Whichever team hosts, their home-field advantage will be somewhat reduced. Penn State athletic director Sandy Barbour confirmed on BTN that tickets will not be sold to Big Ten football games this fall. Efforts will be made, though, for the parents and families of players and coaches to attend.
“There’s no question it’s going to be a variable, because that’s a huge advantage those teams (OSU, PSU, and Michigan) have when they have 100,000-plus in attendance,” Allen said. “The energy you get from that, as a home team, there’s no question it makes it hard to play there.”
Big Ten football teams were allowed to begin practice immediately, Alvarez said, though it wasn’t immediately clear if they were going to be able to bump up to 20 hours per week just yet. Programs have been working with a 12-hour, offseason-like limit to this point.
While the outlook for the 2020 football season gained some clarity Wednesday, there is still more to figure out as far as other fall sports go. Big Ten commissioner Kevin Warren indicated that’s next on the docket.
“As you know, some of the fall sports’ championships have already been moved to the spring. But we’ll talk about that internally,” Warren said, noting those conversations would begin Thursday. “As always, we’ll follow the advice and guidance of our athletic directors, and we’ll make that determination at the appropriate time.
“We felt from a logistics standpoint, from an operational standpoint, we needed to button-down football because, one, the number of student-athletes there. Once we got that solved, being able to apply those same procedures and protocols for the other sports will be straightforward.”
How it shakes out
That is to be determined.
While the Big Ten finally sees a way to have a season, COVID-19 continues to spread across the country, and athletic programs continue to deal with infections. At Tennessee, the football program recently had 44 players unable to practice because of positive COVID tests and subsequent contact tracing. The Big 12 has already had to postpone multiple games due to COVID-19.
Almost two weeks ago, IU shut down workouts for its men’s basketball, men’s soccer, field hockey, and wrestling programs following 14 positive results. IU football had to shut down for two weeks during the summer, as well, because of COVID positives within the program.
The Big Ten will use multiple metrics to determine whether practices or games can be held, including a “team” positivity rate and a “population” positivity rate.
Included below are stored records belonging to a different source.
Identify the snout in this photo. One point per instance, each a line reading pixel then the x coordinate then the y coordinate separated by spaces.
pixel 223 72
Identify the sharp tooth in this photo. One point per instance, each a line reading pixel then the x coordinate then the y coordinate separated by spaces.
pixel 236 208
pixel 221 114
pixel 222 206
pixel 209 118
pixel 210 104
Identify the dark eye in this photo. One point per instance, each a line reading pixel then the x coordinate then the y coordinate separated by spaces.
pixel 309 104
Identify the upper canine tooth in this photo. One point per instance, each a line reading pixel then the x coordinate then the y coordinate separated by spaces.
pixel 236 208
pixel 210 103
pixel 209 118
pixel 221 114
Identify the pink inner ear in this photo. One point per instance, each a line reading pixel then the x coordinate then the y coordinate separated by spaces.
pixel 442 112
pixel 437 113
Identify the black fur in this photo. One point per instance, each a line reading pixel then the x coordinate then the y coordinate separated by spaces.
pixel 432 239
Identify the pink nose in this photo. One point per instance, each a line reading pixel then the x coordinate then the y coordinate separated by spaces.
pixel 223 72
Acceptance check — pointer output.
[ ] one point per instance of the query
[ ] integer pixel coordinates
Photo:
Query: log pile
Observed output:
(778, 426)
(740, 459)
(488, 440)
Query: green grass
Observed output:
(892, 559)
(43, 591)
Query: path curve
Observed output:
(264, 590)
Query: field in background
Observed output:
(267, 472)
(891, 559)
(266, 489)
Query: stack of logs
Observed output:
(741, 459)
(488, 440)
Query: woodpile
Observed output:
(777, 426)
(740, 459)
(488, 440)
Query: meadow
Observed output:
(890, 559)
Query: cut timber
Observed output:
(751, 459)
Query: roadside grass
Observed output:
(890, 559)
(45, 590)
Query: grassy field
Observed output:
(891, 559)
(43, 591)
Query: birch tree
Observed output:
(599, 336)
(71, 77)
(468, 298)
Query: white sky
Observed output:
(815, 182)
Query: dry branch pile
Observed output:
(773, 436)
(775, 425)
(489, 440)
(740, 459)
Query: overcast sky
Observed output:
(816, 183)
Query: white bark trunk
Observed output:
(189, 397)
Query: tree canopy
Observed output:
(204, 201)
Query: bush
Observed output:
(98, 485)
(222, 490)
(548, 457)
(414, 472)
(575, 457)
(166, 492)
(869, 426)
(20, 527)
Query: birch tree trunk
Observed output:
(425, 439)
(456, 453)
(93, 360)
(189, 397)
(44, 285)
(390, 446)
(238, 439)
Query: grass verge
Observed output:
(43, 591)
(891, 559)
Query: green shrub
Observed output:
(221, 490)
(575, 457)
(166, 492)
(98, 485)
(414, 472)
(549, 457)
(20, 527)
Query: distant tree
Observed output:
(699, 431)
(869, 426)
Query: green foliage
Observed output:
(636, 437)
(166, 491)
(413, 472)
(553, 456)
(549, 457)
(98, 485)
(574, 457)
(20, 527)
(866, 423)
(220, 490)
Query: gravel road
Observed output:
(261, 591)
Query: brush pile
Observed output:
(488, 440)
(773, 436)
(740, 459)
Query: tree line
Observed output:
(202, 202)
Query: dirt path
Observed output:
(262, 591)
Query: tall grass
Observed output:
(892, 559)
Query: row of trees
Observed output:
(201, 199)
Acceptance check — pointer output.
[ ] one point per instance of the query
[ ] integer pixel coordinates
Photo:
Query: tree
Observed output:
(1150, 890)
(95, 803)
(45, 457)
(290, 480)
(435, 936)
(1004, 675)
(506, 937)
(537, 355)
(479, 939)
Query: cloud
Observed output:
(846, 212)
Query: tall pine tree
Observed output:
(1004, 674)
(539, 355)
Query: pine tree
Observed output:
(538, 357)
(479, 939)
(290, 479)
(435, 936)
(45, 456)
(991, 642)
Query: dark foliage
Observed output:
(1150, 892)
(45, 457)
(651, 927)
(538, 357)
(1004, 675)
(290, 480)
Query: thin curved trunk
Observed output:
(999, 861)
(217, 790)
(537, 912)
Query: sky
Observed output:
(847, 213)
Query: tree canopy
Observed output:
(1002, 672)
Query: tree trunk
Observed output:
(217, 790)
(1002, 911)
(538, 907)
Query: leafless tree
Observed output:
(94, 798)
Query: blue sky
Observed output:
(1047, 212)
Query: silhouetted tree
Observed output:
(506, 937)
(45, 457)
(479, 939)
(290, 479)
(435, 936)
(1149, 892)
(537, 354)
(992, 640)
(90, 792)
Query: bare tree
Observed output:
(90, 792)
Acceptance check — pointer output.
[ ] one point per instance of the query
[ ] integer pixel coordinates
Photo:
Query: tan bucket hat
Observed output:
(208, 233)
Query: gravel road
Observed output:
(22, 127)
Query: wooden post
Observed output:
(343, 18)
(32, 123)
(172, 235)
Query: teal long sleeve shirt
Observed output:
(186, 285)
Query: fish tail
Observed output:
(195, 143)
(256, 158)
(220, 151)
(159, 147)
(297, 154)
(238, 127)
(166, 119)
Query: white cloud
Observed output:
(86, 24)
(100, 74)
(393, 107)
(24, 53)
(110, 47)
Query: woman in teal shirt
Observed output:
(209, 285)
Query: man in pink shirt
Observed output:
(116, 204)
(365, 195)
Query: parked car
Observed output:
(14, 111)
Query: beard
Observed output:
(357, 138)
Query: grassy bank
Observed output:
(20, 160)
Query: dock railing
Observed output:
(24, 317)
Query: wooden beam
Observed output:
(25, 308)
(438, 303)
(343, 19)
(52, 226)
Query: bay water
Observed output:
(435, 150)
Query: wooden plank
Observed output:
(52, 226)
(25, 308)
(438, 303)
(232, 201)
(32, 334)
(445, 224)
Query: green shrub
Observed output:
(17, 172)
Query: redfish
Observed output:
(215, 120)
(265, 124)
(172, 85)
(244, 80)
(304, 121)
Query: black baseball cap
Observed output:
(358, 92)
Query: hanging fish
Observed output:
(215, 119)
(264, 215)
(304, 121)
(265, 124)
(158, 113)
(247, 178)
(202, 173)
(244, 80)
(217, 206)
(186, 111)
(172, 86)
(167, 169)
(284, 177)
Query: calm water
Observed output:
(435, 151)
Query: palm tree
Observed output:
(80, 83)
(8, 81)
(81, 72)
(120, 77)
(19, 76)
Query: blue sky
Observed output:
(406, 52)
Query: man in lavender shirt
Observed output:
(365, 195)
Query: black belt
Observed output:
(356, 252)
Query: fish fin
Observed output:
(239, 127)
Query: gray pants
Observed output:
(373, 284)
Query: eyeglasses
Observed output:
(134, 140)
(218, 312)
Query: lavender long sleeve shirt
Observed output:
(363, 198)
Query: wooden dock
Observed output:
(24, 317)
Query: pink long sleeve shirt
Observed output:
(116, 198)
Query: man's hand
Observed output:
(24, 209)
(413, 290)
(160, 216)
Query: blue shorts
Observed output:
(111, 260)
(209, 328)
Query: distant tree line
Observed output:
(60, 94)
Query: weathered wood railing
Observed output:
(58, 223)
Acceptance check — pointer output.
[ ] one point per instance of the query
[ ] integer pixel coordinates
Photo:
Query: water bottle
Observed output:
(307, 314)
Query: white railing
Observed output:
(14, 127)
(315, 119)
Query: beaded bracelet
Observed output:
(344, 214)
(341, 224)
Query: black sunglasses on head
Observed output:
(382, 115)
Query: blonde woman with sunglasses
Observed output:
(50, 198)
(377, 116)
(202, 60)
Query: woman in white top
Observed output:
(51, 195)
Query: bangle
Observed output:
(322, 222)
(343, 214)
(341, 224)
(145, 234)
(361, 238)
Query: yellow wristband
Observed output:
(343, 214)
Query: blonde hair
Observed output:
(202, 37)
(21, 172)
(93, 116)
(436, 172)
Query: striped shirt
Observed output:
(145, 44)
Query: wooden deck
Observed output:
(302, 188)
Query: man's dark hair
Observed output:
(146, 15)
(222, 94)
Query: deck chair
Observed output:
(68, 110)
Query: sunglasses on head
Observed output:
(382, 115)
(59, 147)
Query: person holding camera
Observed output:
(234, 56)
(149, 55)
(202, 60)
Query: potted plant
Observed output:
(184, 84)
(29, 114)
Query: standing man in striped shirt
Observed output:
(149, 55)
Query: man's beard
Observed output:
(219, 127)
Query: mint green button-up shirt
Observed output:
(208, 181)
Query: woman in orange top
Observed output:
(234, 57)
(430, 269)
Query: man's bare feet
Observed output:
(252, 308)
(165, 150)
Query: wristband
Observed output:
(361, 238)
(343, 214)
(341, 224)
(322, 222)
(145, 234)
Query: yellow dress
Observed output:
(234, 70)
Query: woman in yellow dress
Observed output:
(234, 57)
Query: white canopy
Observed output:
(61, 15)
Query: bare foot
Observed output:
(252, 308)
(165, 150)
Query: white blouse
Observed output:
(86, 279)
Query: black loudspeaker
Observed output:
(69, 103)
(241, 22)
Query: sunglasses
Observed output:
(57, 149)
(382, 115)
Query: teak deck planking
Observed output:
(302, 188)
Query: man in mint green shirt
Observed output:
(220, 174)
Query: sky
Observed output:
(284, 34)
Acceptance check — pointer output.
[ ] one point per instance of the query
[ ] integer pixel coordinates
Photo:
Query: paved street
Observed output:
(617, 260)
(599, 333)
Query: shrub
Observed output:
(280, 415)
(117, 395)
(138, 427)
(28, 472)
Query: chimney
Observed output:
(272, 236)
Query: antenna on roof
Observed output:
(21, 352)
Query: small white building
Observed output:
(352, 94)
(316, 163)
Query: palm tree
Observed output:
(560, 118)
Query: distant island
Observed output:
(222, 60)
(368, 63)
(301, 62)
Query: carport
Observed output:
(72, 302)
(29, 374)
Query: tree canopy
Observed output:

Essentially, the team rate will be the weekly average of tests that are coming back positive from players, coaches, and staff. If the rate is between 0-2 percent, it remains in a “green” for “go” state. Between 2-5 percent is “orange.” Greater than 5 percent, or “red,” would halt competition.
The population rate gauges how many infected individuals are currently in a team’s “bubble” versus the number of individuals at risk of infection. If greater than 7.5 percent of the team’s population is positive for COVID-19, the team will not be able to practice or play games.
Borchers also said the infection rates in campus communities will be considered, though there are no set thresholds put forward by the Big Ten for a city or county.
Again, the Big Ten is hoping by testing daily, and identifying infected individuals earlier, it can prevent those percentages from hitting “red.” But given the fact that everything with the pandemic is fluid and unpredictable, there are no guarantees.